Importance of Metrics for Raising Funds
“We will raise funds and grow” – that’s what we too commonly hear. I just wanted to post few lines on what we often hear from business Founders. Private equity market is partly driven by the biggest fundraisings. These ones obviously correlate the amounts raised and the level of success. Some of entrepreneurs unconsciously consider that fresh fund will trigger their success. Their market – particularly adopters & customers – immediately reminds reality.
“Why do you need money?” As partners, we always come back to reality and breakdown the directors’ expectations. How much would cost you to execute this hypothesis? The Lean StartUp methodology obviously remains strategic for managing your cash. To be noticed that the more you bootstrap the less equity you let. Obviously time might devaluate your project and this post does not refer to getting a leadership position on a particular market.
“What do your customers say?” We always prefer hearing from customers (or early adopters) and analysing their uses rather than market research reports which burn both months and cash.

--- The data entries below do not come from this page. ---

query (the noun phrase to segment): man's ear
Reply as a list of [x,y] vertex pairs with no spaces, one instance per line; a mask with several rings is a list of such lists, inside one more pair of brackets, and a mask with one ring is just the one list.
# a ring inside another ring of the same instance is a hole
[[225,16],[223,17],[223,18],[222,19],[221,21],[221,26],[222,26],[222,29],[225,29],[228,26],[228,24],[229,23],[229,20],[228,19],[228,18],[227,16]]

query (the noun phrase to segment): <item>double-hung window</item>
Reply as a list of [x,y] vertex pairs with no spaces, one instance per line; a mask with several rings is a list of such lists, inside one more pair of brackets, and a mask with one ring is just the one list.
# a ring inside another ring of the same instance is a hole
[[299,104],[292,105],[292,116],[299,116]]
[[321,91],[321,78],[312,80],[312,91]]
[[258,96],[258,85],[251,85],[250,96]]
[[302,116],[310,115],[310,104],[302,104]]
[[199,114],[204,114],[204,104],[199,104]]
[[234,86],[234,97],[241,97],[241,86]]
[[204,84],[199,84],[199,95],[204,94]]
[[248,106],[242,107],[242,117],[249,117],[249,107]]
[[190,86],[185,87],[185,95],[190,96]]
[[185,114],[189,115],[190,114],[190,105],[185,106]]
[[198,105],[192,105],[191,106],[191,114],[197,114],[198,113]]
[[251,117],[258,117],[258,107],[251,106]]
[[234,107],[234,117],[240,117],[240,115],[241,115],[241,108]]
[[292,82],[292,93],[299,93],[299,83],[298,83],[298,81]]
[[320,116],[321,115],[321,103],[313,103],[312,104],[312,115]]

Before pretending raising funds, please build, interact and analyse your database. This is your value, decision maker and key argument for pretending raising funds. Your metrics will define the right direction to explore, develop and market.
The less you will explain your business model to potential investors the better it is. Indeed you will save time which means a quicker execution and higher probability to succeed.
Once your business model becomes obvious for both you and your potential investors, the objectives are met because business matters more than valuation or administrative negotiations.